Up until very recently, spider mite has been deterred by the persistent cold weather and low light levels, but Martin Donnelly, Account Manager at Certis, advises that vigilance and being prepared to act as soon as symptoms are identified is critical.
“Spider mite thrives in warm, dry conditions and can cause complete crop ruin, feeding on plant cells leading to leaf spotting, yellowing, unsightly webbing and unmarketable plants. As we’ve had such a bad spring alongside last year’s earlier, warmer spring, the seasons have become quite unbalanced. The danger is that many growers might have forgotten about this pest, and presumed the season has come and gone.”
He explains that mites have been in diapause, hibernating over winter and waiting for the weather conditions to change before emerging. “Depending on temperatures, they have between a 7 to 35 day lifecycle, and given the right conditions, will rapidly multiply, causing an outbreak that can be disastrous to ornamental crops.”

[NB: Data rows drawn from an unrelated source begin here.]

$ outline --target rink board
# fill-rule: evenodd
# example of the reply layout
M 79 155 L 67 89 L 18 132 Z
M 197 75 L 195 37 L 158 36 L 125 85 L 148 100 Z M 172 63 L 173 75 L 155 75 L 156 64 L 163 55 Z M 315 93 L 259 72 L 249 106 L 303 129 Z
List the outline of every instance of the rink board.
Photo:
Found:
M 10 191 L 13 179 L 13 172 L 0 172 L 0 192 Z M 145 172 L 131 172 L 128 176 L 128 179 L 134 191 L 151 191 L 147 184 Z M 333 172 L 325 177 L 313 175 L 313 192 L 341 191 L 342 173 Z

Martin warns that it is important to pay close attention to susceptible crops, such as ceanothus, hedera, choisya and pachysandra, monitoring all crops closely for the tell-tale signs. These include browning and/or mottling of leaves, with pests generally first seen on the underside of the leaf.
Martin recommends employing Integrated Pest Management (IPM) techniques that combine chemical and biological controls.
“Applying Phytosure (Phytoseiulus), a predatory mite, should start when pests are seen,” he advises, noting that they need a food source to be sustained, so should not be used preventatively. “Monitoring is therefore a key priority.”
In pest hotspots, he advises either Spruzit (pyrethrin + rapeseed oil); a double active treatment that combines natural chemical and physical control of spider mite. But he warns that natural predators may be impacted. “Alternatively, to ensure there is a minimal affect on Phytoseiulus, Majestik (maltodextrin) is ideal in delivering fast acting, physical pest control, and Phytosure can be introduced as soon as the product is dry,” Martin concludes.